Many assume the goal of praying is to see answered prayer. But answered prayer is not the end of it. Instead it is a means to revelation – answered prayer reveals God’s nature. It shows us who He is, after all.
When we pray for the sick, and the sick receive healing, the answered prayer reveals God as Healer. When we pray for God to provide for the lack in our lives, and He responds us by releasing provision, that answered prayer reveals God as Provider.
When we make prayer meetings a place where everything revolves around our terms and agendas instead of His – we miss the point.
We often only pray when we’re in need, which isn’t wrong in itself, but isn’t sustainable.
When we come to God based on our terms and needs, these terms and needs become primary, and God becomes secondary. And if God doesn’t meet us based on our terms and conditions, we eventually find ourselves disappointed by God. Offended, we look to other sources to meet that need based on our terms.
So if the goal of prayer is answered prayer, prayer will never be sustainable. But if the goal of prayer is to know the One who we are talking to, prayer becomes a constant pursuit because the knowledge of God is inexhaustible. The fruit of the knowledge of God is an inner assurance that God is, and He is able regardless of the circumstances.
There were times when pastors and leaders would experience the stirring of God to call the Church to an extended time of prayer because they believed revival was coming and it would happen in a particular manner.
For the first few days, people would come with expectation and energy. After a few weeks, the numbers would dwindle and the energy level would begin to fall. Eventually, the pastors would be caught up with other stuff, and someone would be assigned to lead the prayer meeting, which would end up becoming the prayer ministry in the Church for those who are gifted in praying (intercessors) and are called to this ministry.
When we make prayer meetings a place where everything revolves around our terms and agendas instead of His – we miss the point.
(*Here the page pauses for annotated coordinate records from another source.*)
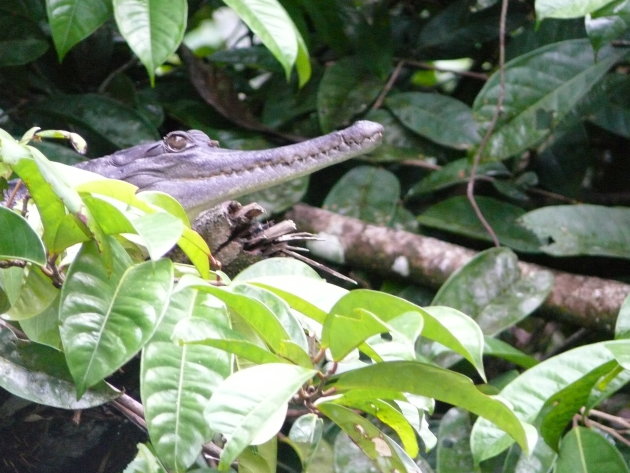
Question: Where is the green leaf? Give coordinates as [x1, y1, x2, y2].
[140, 289, 232, 472]
[417, 196, 540, 253]
[113, 0, 188, 84]
[432, 248, 553, 335]
[471, 340, 628, 462]
[0, 13, 48, 67]
[536, 0, 612, 21]
[204, 363, 315, 469]
[0, 265, 59, 320]
[554, 427, 630, 473]
[615, 295, 630, 338]
[385, 92, 480, 149]
[223, 0, 311, 85]
[0, 206, 46, 266]
[317, 402, 421, 473]
[317, 57, 383, 133]
[0, 327, 119, 409]
[123, 443, 167, 473]
[519, 205, 630, 258]
[437, 408, 481, 473]
[585, 0, 630, 50]
[473, 38, 625, 160]
[331, 361, 535, 450]
[407, 158, 509, 197]
[59, 240, 173, 396]
[323, 166, 400, 225]
[46, 0, 111, 61]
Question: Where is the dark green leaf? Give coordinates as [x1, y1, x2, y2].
[554, 427, 630, 473]
[418, 196, 540, 253]
[60, 240, 173, 395]
[46, 0, 111, 61]
[0, 13, 48, 67]
[324, 166, 400, 225]
[113, 0, 188, 83]
[437, 408, 480, 473]
[0, 206, 46, 266]
[204, 363, 315, 468]
[385, 92, 479, 149]
[432, 248, 553, 335]
[519, 205, 630, 258]
[317, 57, 383, 133]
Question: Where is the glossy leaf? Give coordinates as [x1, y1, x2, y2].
[519, 205, 630, 258]
[0, 327, 119, 409]
[204, 363, 315, 468]
[0, 13, 48, 67]
[317, 402, 422, 473]
[140, 289, 232, 472]
[332, 361, 535, 452]
[437, 408, 480, 473]
[554, 427, 630, 473]
[385, 92, 480, 149]
[473, 39, 625, 160]
[471, 340, 628, 462]
[432, 248, 553, 335]
[407, 158, 509, 197]
[317, 57, 383, 133]
[417, 196, 540, 253]
[60, 238, 173, 395]
[0, 206, 46, 265]
[46, 0, 111, 61]
[615, 295, 630, 338]
[323, 166, 400, 225]
[536, 0, 612, 21]
[223, 0, 311, 85]
[113, 0, 188, 83]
When we understand the magnitude of the price Jesus paid on the cross and why He did it, our prayer meetings will no longer be another “ministry” for only a few “gifted intercessors.”
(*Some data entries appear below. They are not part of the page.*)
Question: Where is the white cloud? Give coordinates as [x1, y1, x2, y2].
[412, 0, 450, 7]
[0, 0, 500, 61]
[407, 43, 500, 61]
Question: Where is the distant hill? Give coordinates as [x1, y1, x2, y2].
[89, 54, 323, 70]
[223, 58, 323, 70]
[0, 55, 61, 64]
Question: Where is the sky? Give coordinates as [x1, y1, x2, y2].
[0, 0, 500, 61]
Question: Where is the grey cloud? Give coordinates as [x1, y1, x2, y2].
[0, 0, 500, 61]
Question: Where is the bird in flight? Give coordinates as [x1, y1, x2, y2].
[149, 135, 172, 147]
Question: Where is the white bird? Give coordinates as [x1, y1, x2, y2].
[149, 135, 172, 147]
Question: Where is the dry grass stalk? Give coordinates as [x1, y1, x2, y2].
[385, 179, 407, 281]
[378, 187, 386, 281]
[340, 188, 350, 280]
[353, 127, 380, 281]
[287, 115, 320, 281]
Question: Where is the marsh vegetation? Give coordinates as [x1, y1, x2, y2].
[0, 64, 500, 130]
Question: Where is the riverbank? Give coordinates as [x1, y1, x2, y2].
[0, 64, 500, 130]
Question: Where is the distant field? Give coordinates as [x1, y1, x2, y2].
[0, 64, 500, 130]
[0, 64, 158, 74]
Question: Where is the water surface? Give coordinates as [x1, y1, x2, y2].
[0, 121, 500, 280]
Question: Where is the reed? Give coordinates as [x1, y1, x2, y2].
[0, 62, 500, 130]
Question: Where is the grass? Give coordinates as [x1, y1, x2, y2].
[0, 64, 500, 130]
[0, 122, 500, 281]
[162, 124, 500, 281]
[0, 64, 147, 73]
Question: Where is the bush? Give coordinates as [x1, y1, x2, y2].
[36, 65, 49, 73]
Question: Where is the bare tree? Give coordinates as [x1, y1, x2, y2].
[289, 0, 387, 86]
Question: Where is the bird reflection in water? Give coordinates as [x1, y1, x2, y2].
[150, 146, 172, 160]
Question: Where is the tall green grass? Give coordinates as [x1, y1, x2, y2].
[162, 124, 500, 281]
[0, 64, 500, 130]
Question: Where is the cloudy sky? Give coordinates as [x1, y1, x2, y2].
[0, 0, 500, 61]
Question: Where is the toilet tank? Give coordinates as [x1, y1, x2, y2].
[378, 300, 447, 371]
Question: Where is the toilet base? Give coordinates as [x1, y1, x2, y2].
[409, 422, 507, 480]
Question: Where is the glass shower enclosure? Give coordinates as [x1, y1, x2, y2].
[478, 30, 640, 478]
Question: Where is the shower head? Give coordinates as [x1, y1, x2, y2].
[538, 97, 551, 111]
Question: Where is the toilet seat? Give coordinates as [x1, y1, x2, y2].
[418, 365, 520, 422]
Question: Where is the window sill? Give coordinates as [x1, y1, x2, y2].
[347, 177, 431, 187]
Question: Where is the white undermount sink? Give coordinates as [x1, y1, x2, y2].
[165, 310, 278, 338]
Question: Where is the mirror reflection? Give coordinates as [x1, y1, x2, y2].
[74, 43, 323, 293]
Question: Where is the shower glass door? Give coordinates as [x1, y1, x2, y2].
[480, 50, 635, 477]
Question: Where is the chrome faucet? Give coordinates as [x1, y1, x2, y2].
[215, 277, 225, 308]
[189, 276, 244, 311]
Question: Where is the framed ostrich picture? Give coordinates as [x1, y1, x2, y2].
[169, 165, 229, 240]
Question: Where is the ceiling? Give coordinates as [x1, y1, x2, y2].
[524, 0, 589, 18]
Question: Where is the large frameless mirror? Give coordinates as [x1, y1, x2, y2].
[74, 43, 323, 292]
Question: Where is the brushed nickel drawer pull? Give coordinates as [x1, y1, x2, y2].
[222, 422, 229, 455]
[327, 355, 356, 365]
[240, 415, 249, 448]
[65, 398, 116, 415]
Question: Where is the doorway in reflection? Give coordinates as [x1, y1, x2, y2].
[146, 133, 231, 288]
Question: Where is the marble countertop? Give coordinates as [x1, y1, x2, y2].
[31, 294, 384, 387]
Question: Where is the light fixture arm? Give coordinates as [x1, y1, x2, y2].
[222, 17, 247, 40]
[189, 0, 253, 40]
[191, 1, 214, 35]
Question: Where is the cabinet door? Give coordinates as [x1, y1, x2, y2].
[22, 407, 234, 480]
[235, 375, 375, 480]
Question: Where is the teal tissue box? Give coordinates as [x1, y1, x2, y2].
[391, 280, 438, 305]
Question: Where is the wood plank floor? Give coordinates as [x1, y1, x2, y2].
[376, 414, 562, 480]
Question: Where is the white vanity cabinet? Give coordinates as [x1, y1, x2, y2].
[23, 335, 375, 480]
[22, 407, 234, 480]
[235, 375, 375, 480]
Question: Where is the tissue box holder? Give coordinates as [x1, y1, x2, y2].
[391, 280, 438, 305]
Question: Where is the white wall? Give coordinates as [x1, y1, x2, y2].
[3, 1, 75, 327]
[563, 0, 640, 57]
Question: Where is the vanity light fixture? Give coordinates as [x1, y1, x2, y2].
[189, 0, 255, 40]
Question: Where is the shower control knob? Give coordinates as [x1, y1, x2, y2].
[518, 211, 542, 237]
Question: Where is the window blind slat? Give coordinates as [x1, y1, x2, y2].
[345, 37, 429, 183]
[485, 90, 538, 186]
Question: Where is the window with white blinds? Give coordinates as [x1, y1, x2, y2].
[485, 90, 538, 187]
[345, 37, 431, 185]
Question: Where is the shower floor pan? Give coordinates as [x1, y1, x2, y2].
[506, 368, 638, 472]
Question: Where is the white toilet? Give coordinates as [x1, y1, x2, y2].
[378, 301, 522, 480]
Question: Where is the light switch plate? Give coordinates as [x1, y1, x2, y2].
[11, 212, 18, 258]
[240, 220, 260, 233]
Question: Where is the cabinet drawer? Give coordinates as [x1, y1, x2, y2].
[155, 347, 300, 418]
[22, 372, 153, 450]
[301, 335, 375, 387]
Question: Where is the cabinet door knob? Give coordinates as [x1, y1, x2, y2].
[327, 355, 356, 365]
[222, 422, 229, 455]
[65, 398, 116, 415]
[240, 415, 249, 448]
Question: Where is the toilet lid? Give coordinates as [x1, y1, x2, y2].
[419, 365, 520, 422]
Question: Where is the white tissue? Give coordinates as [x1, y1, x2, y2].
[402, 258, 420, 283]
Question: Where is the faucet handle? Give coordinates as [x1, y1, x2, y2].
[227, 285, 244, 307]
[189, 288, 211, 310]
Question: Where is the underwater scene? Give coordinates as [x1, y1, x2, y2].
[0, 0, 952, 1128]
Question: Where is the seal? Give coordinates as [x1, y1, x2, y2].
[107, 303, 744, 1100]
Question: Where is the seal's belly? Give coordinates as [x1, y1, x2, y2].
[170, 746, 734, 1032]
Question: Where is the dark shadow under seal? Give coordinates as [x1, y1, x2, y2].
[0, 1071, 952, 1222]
Prayer is not an entitlement, but a privilege.
Jesus paid a high price on the cross to rend the veil that separated God and Man so that what was once the privilege of one man – the High Priest – could now be given to all Man (Revelations 5: A kingdom of priests). Prayer is not an entitlement, but a privilege. We did nothing to earn it, but it was given to us by the Blood of the Lamb.
Jesus bled so we could commune with God and know Him through prayer (John 17:3). The cross of Jesus that hung between Heaven and Earth brought reconciliation between God and Man. We no longer have to know God from afar but can know Him intimately as our Father because of His Son.
Jesus said, “My house is a house of prayer.” Prayer is the only way His Family relates to each other, and now He is inviting all of us to be a part of that Family who will relate to one another through prayer. What a glorious privilege we have as a follower of Jesus today.
I hope this paradigm of prayer will produce an anchor in your heart to come before Him regardless of when and how He will answer your prayer. Remember: Prayer is not an entitlement for a few, but a privilege for all. Prayer and intercession is God’s invitation to intimacy.
Make this your goal today: To know the One you are talking to.